A Minimal ISP Walkthrough: From Bayer RAW to Display Image

If you strip a camera pipeline to the essentials, a basic Image Signal Processor (ISP) can be viewed as a sequence of simple transformations:

  1. Sample light with a Bayer color filter array (CFA)
  2. Convert analog sensor signal with an ADC
  3. Process in the linear RAW domain
  4. Apply white-balance gains
  5. Demosaic to full RGB
  6. Apply a basic tone mapper
  7. Gamma-encode for display

Minimal ISP pipeline from sensor to display

1) Bayer data: what the sensor actually captures

Most sensors do not measure full RGB at each pixel. Instead, each photosite sits under one color filter (typically RGGB):

  • red sample
  • green sample
  • green sample
  • blue sample

This means each pixel location contains only one color channel at first.

RGGB Bayer pattern example

Why two greens? Human vision is more sensitive to luminance detail, and luminance is strongly represented by green.

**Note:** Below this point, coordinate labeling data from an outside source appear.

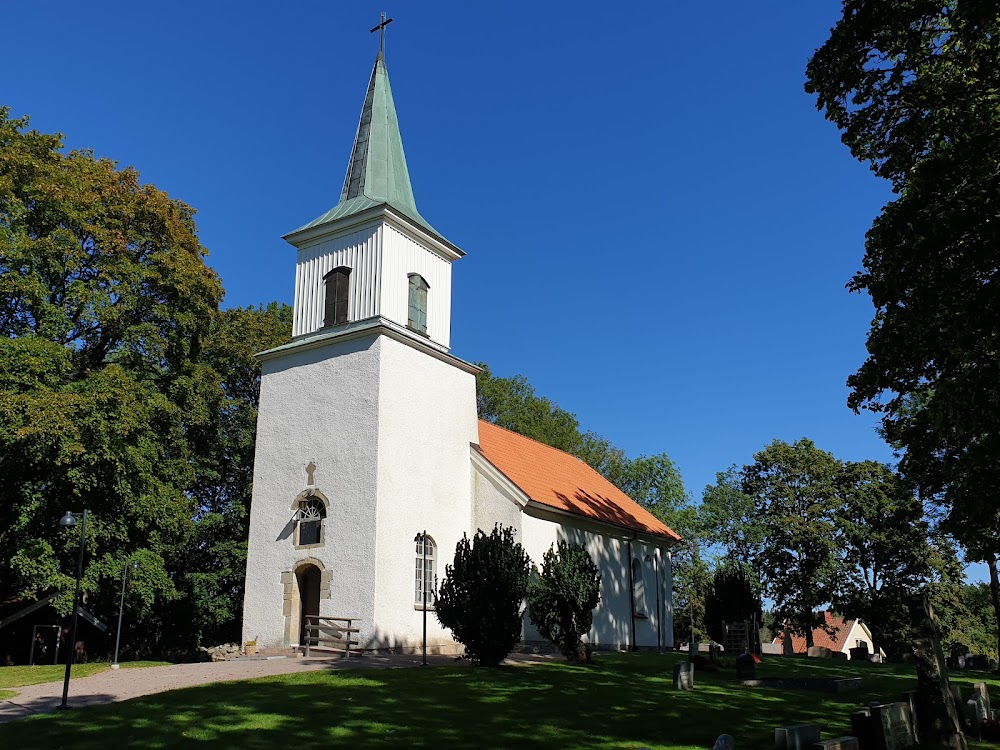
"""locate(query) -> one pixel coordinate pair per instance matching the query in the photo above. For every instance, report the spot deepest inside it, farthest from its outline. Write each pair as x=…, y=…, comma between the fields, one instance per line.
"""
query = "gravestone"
x=892, y=727
x=910, y=699
x=861, y=727
x=798, y=737
x=735, y=636
x=981, y=689
x=839, y=743
x=746, y=667
x=683, y=675
x=976, y=714
x=860, y=652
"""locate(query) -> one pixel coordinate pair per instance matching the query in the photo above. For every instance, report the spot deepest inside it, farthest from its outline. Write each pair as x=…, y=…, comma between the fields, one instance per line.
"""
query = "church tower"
x=366, y=419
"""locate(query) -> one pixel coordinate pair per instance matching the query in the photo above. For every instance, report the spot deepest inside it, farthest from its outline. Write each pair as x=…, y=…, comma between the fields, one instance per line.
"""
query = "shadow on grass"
x=625, y=701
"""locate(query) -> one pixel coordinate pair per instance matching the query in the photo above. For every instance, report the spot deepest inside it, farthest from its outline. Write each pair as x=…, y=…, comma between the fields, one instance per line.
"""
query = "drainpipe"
x=631, y=588
x=659, y=626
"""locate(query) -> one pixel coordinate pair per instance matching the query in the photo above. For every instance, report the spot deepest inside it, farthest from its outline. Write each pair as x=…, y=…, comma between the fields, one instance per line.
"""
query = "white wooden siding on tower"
x=402, y=256
x=359, y=251
x=381, y=258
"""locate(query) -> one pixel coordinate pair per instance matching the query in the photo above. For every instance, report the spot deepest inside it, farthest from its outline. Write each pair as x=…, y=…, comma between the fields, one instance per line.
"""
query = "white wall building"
x=367, y=435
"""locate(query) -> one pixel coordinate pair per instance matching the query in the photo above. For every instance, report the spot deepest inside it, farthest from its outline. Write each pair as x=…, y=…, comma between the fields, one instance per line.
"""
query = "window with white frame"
x=425, y=569
x=417, y=309
x=638, y=589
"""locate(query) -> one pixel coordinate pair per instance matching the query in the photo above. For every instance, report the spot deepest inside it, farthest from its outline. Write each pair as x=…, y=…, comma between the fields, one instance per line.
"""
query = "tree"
x=913, y=86
x=481, y=599
x=793, y=486
x=885, y=552
x=734, y=597
x=561, y=599
x=105, y=302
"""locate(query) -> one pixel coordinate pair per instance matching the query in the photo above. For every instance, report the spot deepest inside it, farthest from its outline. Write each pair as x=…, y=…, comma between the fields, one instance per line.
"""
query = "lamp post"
x=421, y=539
x=68, y=521
x=121, y=610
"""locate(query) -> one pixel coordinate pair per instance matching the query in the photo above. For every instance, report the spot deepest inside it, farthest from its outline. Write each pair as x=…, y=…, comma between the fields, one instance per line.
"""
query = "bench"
x=329, y=634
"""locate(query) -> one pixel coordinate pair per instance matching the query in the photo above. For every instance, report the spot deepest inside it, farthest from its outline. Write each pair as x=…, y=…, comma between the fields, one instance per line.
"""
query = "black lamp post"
x=67, y=521
x=121, y=610
x=421, y=539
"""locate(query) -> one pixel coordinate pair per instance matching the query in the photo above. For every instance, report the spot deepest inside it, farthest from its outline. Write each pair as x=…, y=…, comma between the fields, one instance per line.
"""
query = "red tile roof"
x=835, y=642
x=556, y=479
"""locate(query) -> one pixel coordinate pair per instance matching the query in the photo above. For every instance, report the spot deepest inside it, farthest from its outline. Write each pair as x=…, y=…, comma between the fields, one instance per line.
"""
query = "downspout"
x=659, y=614
x=631, y=588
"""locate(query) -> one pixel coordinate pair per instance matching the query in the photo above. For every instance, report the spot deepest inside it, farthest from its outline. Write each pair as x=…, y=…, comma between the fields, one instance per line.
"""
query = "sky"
x=659, y=224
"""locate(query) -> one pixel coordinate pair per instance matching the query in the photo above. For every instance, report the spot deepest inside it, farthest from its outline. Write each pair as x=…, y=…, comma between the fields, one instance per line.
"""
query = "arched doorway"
x=309, y=581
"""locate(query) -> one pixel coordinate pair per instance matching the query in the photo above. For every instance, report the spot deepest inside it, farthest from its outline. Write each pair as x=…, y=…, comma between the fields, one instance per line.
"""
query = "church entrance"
x=309, y=580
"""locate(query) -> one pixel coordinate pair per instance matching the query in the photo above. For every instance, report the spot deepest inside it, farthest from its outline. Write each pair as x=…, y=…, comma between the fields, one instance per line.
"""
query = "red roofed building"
x=843, y=635
x=371, y=464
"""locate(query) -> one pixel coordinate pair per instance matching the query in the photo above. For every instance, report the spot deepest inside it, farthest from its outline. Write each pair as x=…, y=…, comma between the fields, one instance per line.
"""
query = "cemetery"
x=651, y=700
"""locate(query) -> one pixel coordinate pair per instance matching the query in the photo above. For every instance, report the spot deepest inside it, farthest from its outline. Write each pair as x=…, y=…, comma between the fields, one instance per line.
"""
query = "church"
x=371, y=463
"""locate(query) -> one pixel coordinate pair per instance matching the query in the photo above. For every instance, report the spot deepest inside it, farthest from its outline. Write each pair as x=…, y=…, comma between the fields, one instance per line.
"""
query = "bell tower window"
x=417, y=318
x=338, y=287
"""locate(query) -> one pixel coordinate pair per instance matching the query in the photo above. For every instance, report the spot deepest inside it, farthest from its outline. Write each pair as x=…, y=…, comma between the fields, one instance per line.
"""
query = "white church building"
x=367, y=436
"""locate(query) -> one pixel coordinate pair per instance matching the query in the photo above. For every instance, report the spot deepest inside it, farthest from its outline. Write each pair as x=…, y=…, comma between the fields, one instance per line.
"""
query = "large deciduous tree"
x=913, y=85
x=793, y=487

2) ADC: analog to digital conversion

Sensor output starts as an analog charge/current and is converted by an ADC (Analog-to-Digital Converter) to integer code values.

For a 12-bit ADC, values are usually in [0, 4095] (before black-level correction and clipping logic). Higher bit depth allows finer quantization.

At this stage, the signal is still typically considered RAW and linear with respect to scene radiance.

3) Linear domain data

In the linear domain, doubling incoming light roughly doubles signal value.

That linearity is important for physically meaningful operations:

  • scaling channels for white balance,
  • some denoising/statistics steps,
  • HDR merges and exposure fusion,
  • camera calibration math.

A common beginner mistake is to do physically based operations after gamma; for foundational ISP steps, linear is usually the safest place.

4) White balancing (basic gain model)

A simple white balance model is per-channel gain:

  • R' = gR * R
  • G' = gG * G
  • B' = gB * B

You can interpret this as compensating the scene illuminant (for example, warm indoor light that pushes red/yellow).

In a minimal ISP, gains are often computed from:

  • metadata from auto white balance (AWB), or
  • a simple gray-world assumption.

This step is usually done before demosaicing or early in the pipeline depending on implementation details.

5) Demosaicing

Because Bayer gives one channel per pixel location, we must reconstruct the missing two channels to get full RGB at every output pixel. That process is demosaicing.

Basic options:

  • nearest neighbor (very fast, lower quality),
  • bilinear interpolation (classic baseline),
  • edge-aware methods (better quality, more compute).

For a “most basic ISP,” bilinear interpolation is a good conceptual and practical baseline.

6) Basic tone mapping

Linear camera data has wide dynamic range relative to display range. Tone mapping compresses highlights and shapes contrast to look natural on SDR displays.

Simple tone mappers often used for teaching:

  • Reinhard global: x / (1 + x)
  • filmic-like curves (piecewise or polynomial)
  • simple shoulder roll-off with optional exposure scaling

Even a simple global operator helps preserve highlight detail better than hard clipping.

7) Gamma correction for display

Displays and human perception are non-linear. To store/render efficiently for standard displays, we apply a gamma-like transfer (or sRGB OETF approximation).

Conceptually:

  • linear-to-display encoding: out = in^(1/gamma) with gamma ≈ 2.2 (simplified view)

Linear vs gamma-encoded relationship

After gamma encoding, mid-tones receive more code precision where human vision is more sensitive.

Putting it all together

A minimal end-to-end chain looks like:

Bayer capture -> ADC -> linear RAW -> white balance -> demosaic -> tone map -> gamma encode

That is enough to understand the core ISP ideas before adding advanced blocks like denoise, sharpening, color correction matrices, local tone mapping, temporal processing, and HDR-specific logic.